When you are couplin oxidation with reduction for a galvanic cell. You pick the 1/2 rxn with the highest Standard reduction potential to be you reducing rxn. Consider the following example
Ni + 2e- --> Ni2+ E=0.5
Au+ 1e- --> Au+ E=-0.5

Do I have to multiple the Au reaction by a coefficient to get the 2 e- necessary for the reduction rxn?
and if yes, does the potential get doubled too?

thanks to whoever future doctor that answers

 

[Code Brown]

Probably a stupid question, but then again, I'm pretty stupid to start studying one month ago.
When you are couplin oxidation with reduction for a galvanic cell. You pick the 1/2 rxn with the highest Standard reduction potential to be you reducing rxn. Consider the following example
Ni + 2e- --> Ni2+ E=0.5
Au+ 1e- --> Au+ E=-0.5

Do I have to multiple the Au reaction by a coefficient to get the 2 e- necessary for the reduction rxn?
and if yes, does the potential get doubled too?

thanks to whoever future doctor that answers

No, your eV would still be 1.0. The # electrons is irrelevant when calculating eV. Good luck on saturday!

 

[Csv321]

You only multiply coefficients to balance equations and get a net equation. Reduction potentials do not get multiplied. They stay the same so if a passage gives you an unbalanced equation and asks for net potential, don't get thrown off by the "unbalanced" part. Just add up the reduction potentials as given.

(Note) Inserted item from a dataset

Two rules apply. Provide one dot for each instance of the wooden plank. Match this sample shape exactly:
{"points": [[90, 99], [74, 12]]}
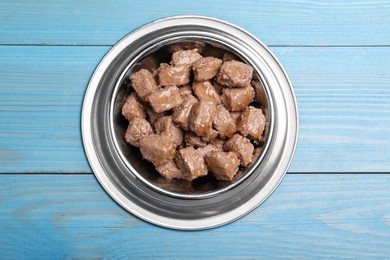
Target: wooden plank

Don't feel bad...I started exactly a month ago as well! 🙂

 

[BigLazy]

got it, so even though the rxn might be multiplied (useful when asked about the Q of the rxn), the potential stays the same when asked about voltage.

 

[VPDcurt]

Yes that is correct. It is different with enthalpy though - If I remember correctly. If you multiply the rxn by a number, you must do the same with the deltaH.